The digital file is used as input and is transmitted to an OCR recognition module, recognition results are sequenced through an OCR post-processing module, adjacent character blocks are combined, then titles are extracted through a title extraction module, full text contents are extracted through a full text extraction module, a file name, the titles and feature sets in the full text are extracted through a feature extraction module, and finally a classification result is output through a classification module.
The OCR recognition module is constructed by using the existing mature technology, and the recognized result is a character block, wherein one character block possibly comprises one or more characters and is provided with width and height attributes, and abscissa and ordinate attributes of the center point of the character block. The OCR recognition module is divided into a detection submodule and a recognition submodule, the detection submodule detects the position and the size of a character block, and the recognition submodule recognizes the character content.
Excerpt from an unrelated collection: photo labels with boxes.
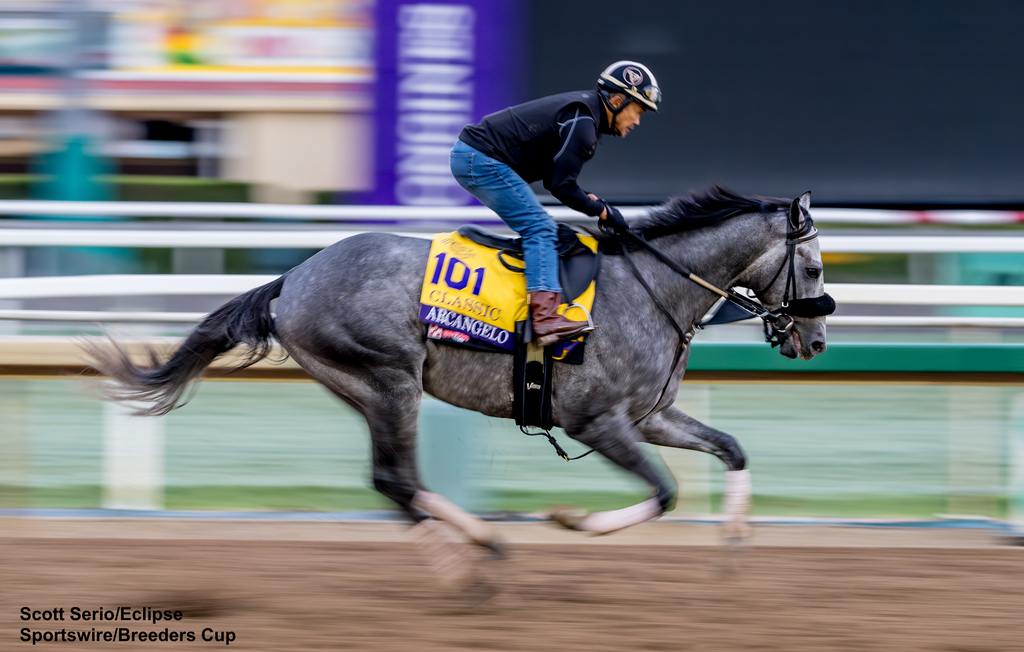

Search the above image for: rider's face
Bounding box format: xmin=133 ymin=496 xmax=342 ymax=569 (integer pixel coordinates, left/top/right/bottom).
xmin=614 ymin=101 xmax=644 ymax=138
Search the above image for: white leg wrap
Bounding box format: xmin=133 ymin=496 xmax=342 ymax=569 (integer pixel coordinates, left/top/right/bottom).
xmin=413 ymin=491 xmax=495 ymax=544
xmin=725 ymin=469 xmax=751 ymax=521
xmin=578 ymin=498 xmax=662 ymax=534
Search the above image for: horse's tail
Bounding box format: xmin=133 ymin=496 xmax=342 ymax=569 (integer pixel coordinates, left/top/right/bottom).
xmin=85 ymin=276 xmax=285 ymax=415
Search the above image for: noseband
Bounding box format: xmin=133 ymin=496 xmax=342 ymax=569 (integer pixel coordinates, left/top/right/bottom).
xmin=753 ymin=200 xmax=836 ymax=348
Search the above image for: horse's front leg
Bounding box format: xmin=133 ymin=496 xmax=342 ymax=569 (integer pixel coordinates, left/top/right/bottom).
xmin=640 ymin=406 xmax=751 ymax=538
xmin=551 ymin=415 xmax=676 ymax=534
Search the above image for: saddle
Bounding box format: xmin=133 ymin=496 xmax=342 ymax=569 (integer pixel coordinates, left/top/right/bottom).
xmin=419 ymin=224 xmax=601 ymax=430
xmin=457 ymin=224 xmax=600 ymax=300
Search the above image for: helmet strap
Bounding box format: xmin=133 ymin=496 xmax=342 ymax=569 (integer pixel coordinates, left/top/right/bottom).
xmin=599 ymin=88 xmax=633 ymax=118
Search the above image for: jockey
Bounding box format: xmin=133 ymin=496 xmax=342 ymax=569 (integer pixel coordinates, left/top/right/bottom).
xmin=452 ymin=61 xmax=662 ymax=346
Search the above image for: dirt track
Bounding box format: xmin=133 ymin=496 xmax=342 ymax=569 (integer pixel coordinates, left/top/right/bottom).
xmin=0 ymin=521 xmax=1024 ymax=652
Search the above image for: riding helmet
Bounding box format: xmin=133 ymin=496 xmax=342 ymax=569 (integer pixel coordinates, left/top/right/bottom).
xmin=597 ymin=61 xmax=662 ymax=113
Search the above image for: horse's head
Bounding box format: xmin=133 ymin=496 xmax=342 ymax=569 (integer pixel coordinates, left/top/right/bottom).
xmin=740 ymin=188 xmax=836 ymax=360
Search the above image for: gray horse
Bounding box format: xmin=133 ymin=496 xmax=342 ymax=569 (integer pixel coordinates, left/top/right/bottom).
xmin=90 ymin=187 xmax=825 ymax=550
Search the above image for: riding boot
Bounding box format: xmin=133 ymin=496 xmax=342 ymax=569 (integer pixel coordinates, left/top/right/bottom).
xmin=529 ymin=292 xmax=594 ymax=347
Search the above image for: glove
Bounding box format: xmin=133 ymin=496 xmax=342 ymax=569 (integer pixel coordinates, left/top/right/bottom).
xmin=598 ymin=202 xmax=630 ymax=233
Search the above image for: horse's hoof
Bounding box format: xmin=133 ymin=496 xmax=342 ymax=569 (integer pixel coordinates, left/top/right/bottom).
xmin=477 ymin=536 xmax=509 ymax=561
xmin=722 ymin=521 xmax=752 ymax=547
xmin=548 ymin=507 xmax=587 ymax=531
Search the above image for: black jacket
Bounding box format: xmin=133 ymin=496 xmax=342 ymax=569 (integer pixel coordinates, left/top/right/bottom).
xmin=459 ymin=90 xmax=611 ymax=216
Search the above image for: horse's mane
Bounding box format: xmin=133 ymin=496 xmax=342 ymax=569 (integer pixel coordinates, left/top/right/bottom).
xmin=631 ymin=185 xmax=790 ymax=237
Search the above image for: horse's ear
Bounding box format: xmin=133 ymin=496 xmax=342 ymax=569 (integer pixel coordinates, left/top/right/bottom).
xmin=790 ymin=190 xmax=811 ymax=230
xmin=790 ymin=197 xmax=802 ymax=231
xmin=797 ymin=190 xmax=811 ymax=211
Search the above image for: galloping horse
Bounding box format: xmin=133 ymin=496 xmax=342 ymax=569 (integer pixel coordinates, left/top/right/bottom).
xmin=90 ymin=187 xmax=834 ymax=551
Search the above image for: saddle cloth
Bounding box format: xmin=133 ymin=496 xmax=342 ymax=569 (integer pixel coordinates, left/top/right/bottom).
xmin=420 ymin=224 xmax=600 ymax=361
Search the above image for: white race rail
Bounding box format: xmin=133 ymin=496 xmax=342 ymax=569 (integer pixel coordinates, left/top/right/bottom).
xmin=0 ymin=221 xmax=1024 ymax=254
xmin=0 ymin=274 xmax=1024 ymax=329
xmin=6 ymin=274 xmax=1024 ymax=306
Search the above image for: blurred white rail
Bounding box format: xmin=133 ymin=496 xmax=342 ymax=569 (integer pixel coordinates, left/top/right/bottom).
xmin=0 ymin=274 xmax=1024 ymax=306
xmin=0 ymin=200 xmax=1024 ymax=224
xmin=0 ymin=225 xmax=1024 ymax=254
xmin=0 ymin=309 xmax=1024 ymax=329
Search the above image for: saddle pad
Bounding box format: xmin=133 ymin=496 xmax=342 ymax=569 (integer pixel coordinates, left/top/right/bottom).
xmin=420 ymin=231 xmax=597 ymax=356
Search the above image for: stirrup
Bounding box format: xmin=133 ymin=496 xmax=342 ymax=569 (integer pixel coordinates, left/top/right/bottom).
xmin=565 ymin=303 xmax=597 ymax=333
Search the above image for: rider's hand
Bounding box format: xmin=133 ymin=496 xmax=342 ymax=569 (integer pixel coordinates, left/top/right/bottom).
xmin=598 ymin=202 xmax=630 ymax=233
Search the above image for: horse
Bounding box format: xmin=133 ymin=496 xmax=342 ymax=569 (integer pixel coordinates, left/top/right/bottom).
xmin=88 ymin=186 xmax=835 ymax=555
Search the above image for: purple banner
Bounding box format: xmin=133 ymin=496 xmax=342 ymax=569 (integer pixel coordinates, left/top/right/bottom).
xmin=373 ymin=0 xmax=522 ymax=206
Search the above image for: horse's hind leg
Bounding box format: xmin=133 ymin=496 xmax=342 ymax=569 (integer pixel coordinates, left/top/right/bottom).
xmin=552 ymin=415 xmax=676 ymax=534
xmin=640 ymin=406 xmax=751 ymax=538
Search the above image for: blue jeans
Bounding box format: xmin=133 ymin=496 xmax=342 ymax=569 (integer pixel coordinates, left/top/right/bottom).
xmin=452 ymin=140 xmax=562 ymax=293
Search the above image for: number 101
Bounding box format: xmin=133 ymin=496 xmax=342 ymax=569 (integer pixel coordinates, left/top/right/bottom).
xmin=430 ymin=252 xmax=483 ymax=296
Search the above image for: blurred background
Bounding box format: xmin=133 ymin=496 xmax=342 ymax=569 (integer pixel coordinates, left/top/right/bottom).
xmin=0 ymin=0 xmax=1024 ymax=521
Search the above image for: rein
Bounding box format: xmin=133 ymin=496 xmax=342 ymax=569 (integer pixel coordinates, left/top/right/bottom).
xmin=620 ymin=203 xmax=836 ymax=350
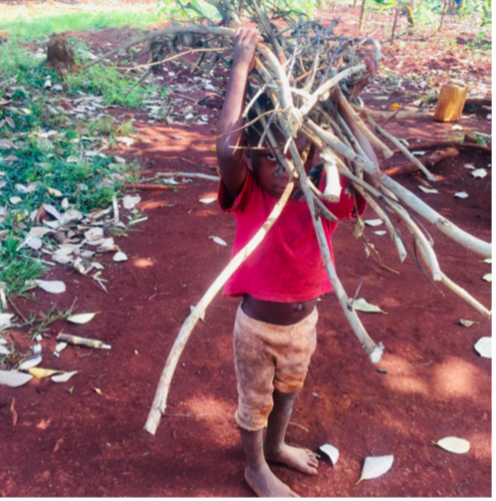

In this embodiment, taking a business license as an example, the classification of the digital files is implemented according to the following steps:
s1, recognizing the text content, the position and the character size in the business license in the picture format through the OCR recognition module, wherein the JSON format of the partial result returned by the OCR recognition module is as follows:
[
{ ' text ': ', ' top ':266, ' left ':241, ' w ':79, ' h ':24},
{ ' text ': business license ', ' top ':194, ' left ':137, ' w ':289, ' h ':69},
{ 'text': name. This is a company name of Limited, 'top':338, 'left':160, 'w':161, 'h':22},
{ ' text ': name ', ' top ':338, ' left ':98, ' w ':15, ' h ':16},
{ ' text ': unified social Credit code 912345678 ', ' top ':304, ' left ':302, ' w ':192, ' h ':16}
]。
S2, optimizing the character content in the character block through the OCR post-processing module, wherein the optimizing method comprises the following steps:
1) spaces between Chinese characters in a text block are removed.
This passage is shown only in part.